Because of these reasons, the trial court did not plainly err in overruling Appellant’s motion to suppress his-statement, his objection to the admission of his statement, or his motion for new trial based on alleged error in the admission of the statement. Appellant’s Point III is denied.

On March 31, 2014, Appellant filed a Motion to Remand the Case to the Trial Court to Consider Newly Discovered Evidence, based upon two letters purportedly written by McKinney intimating his statements to police implicating Appellant were false. Appellant has failed to present any factual support to authenticate his allegation that McKinney wrote these letters. Further, we deem McKinney’s purported new claims of Appellant’s innocence inherently incredible because recanting testimony is exceedingly unreliable and is regarded with suspicion. State v. Manley, 414 S.W.3d 561, 566 (Mo.App.E.D.2013). Also, we find McKinney had a motive to falsely recant in his letter as he and Appellant participated in this crime together and are fellow gang members.
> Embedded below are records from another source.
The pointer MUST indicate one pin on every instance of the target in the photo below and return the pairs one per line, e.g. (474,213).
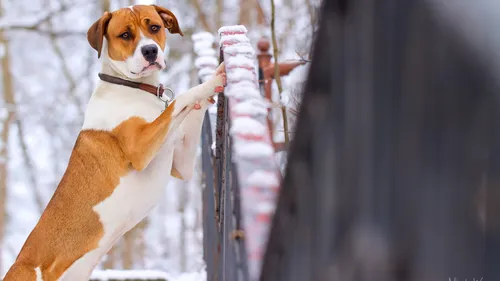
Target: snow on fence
(129,275)
(206,63)
(241,178)
(251,145)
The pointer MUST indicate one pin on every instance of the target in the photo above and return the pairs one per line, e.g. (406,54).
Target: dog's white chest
(138,192)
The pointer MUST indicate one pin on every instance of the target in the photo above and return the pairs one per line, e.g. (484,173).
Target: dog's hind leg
(22,272)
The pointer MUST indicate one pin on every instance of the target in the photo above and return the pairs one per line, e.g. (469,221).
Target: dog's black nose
(150,52)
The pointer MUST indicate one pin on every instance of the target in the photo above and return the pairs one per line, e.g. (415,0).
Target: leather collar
(154,90)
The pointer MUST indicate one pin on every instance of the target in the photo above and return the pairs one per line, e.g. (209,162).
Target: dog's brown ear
(169,20)
(97,31)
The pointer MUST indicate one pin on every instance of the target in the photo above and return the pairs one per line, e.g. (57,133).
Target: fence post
(206,63)
(254,174)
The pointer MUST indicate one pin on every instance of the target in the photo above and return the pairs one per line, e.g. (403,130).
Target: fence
(240,174)
(394,169)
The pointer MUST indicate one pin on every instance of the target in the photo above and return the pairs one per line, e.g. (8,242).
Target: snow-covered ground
(53,80)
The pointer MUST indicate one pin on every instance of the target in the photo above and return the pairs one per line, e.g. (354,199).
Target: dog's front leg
(190,132)
(140,140)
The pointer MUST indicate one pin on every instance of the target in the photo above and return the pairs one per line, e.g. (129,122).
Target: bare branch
(277,76)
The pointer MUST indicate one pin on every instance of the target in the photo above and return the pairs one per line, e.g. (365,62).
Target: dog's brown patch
(69,228)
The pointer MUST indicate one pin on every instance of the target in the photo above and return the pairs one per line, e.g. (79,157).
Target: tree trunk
(8,96)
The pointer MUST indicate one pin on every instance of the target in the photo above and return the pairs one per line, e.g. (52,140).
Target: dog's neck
(108,69)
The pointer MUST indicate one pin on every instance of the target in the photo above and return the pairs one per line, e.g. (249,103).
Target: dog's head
(135,38)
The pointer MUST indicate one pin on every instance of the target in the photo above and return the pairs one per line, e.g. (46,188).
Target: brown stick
(277,76)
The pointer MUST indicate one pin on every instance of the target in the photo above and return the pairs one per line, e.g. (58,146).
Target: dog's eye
(154,28)
(125,35)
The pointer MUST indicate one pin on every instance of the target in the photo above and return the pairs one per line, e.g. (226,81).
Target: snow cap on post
(253,151)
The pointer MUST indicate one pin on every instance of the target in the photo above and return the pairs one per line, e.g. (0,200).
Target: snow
(206,52)
(206,71)
(203,36)
(105,275)
(241,93)
(233,39)
(204,61)
(212,109)
(253,149)
(253,107)
(233,28)
(263,178)
(246,126)
(153,275)
(239,74)
(240,61)
(240,48)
Testimony from co-defendants after trial showing a willingness to exonerate the defendant has an *15inherent lack of credibility. State v. Magee, 911 S.W.2d 307, 312-13 (Mo.App.W.D.1995). See also, State v. Gray, 24 S.W.3d 204, 208-10 (Mo.App.W.D.2000) (newly-discovered evidence of affidavit of the defendant’s fellow inmate had “no proof of credibility”). For these reasons, Appellant’s motion is denied.

Conclusion

The judgment of the trial court is affirmed.

LAWRENCE E. MOONEY, P.J., and ROBERT G. DOWD, JR., J., concur.

. One of the members of the gang to which the perpetrators in this case belonged identified Appellant and Kevin McDavis as being involved in Dorian's shooting. After McDavis was arrested on July 2, 2010, he gave up McKinney as being involved.

. Appellant had shot at “Bit” and other occupants of his car in an incident several weeks prior to this night.

. Miranda warnings must be provided when a person is subjected to custodial interrogation. Miranda v. Arizona, 384 U.S. 436, 86 S.Ct. 1602, 16 L.Ed.2d 694 (1966).

. All statutory references are to RSMo 2006, unless otherwise indicated.